In the U.K., mephedrone filled a void created by the rapidly declining quality of cocaine and ecstasy. Where street-level cocaine 10 years ago often sold at 66-per-cent purity, authorities in England say they are now seizing samples as low as 3-per-cent purity. Users were drawn to the drug on the promise of a brief but intense euphoria combining the best elements of cocaine and ecstasy.

What’s more, it was cheap, costing half the price of the $60 a gram that Britons were dropping on adulterated cocaine. “It proved very attractive for disillusioned cocaine users,” said Allen Morgan, a prominent expert witness in U.K. drug trafficking cases.

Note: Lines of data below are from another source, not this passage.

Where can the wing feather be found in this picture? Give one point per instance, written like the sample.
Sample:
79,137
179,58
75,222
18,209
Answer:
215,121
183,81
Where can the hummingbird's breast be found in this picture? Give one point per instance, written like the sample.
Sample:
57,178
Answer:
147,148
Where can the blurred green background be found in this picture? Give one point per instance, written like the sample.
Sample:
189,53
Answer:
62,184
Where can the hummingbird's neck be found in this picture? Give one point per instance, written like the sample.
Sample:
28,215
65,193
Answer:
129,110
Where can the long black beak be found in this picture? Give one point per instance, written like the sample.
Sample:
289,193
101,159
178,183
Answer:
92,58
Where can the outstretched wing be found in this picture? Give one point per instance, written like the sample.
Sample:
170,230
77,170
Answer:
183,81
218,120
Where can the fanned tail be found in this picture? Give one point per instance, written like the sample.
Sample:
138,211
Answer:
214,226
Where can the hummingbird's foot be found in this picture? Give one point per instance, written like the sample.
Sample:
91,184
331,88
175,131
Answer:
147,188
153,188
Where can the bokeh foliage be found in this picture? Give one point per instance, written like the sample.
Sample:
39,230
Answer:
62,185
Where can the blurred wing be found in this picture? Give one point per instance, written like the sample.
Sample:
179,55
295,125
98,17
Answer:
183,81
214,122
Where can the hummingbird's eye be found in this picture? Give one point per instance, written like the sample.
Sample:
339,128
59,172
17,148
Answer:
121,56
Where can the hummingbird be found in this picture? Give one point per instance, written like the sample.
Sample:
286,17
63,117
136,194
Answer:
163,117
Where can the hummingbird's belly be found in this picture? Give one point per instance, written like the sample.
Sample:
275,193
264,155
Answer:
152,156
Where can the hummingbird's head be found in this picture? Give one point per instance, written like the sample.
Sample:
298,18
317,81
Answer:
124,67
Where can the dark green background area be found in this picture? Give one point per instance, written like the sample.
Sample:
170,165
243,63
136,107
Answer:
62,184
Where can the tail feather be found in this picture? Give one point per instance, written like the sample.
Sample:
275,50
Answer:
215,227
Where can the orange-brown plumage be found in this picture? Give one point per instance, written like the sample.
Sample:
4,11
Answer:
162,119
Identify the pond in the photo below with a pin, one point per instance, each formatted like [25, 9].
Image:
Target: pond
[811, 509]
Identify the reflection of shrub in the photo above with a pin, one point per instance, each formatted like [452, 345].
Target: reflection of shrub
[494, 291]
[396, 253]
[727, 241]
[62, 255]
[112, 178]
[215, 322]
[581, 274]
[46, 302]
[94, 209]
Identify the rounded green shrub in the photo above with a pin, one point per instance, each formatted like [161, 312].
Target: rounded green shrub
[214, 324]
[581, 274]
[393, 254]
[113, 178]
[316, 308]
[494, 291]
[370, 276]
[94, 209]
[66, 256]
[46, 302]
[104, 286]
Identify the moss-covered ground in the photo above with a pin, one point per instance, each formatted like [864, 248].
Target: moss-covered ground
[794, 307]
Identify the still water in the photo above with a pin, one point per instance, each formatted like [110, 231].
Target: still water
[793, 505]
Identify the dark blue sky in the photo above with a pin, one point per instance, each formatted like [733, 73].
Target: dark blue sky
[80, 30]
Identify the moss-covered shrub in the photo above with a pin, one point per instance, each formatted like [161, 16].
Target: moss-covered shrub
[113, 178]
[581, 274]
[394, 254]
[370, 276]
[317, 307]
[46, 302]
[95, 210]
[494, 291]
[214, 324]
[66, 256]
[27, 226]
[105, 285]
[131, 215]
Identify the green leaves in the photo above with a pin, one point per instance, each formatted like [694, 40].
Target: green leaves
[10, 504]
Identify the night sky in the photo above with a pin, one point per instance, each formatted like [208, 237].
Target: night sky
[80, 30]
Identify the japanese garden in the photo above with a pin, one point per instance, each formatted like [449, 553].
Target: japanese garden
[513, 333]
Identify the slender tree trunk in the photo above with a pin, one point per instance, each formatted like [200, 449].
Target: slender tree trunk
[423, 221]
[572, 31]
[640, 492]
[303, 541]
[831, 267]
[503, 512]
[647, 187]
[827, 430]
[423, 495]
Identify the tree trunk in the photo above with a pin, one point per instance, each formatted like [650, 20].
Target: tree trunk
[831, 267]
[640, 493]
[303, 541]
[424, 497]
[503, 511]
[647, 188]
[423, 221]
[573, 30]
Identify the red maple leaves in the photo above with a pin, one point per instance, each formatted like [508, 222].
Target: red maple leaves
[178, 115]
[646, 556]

But its most appealing quality had to be its ambiguous legal status. “There were no controls and the police were unable to take any action,” Mr. Morgan said. “Essentially the drug was legal, clean and unadulterated and it took off. There hasn’t been a drug for a long time that has become so publicly prominent.”

Head shops began selling mephedrone over the counter and online. Scooter delivery services started up so users could order it to their doors like fresh pizza.

But serious health effects began emerging in late 2009 and 2010, with dozens of mephedrone users admitted to emergency rooms complaining of heart palpitations, anxiety, nausea, hypertension and vomiting. The British Parliament finally banned it in April of last year after media reports linking mephedrone to several deaths. Producers soon tweaked the drug’s chemistry enough to once again obscure its legality, prompting a cat-and-mouse game between drug-makers and legislators.

The law isn’t so vague in Canada. As an analogue of amphetamine, mephedrone is a Schedule 3 controlled substance. The Toronto-area bust – which included seizures of cocaine, marijuana and hashish – led to 19 arrests on 115 charges. The street value of the mephedrone was pegged at around $350,000.

“We’re trying to scramble and educate ourselves as to what this is,” Inspector Farquharson said. “And, at the same time, we’re hoping it’s a one-off.”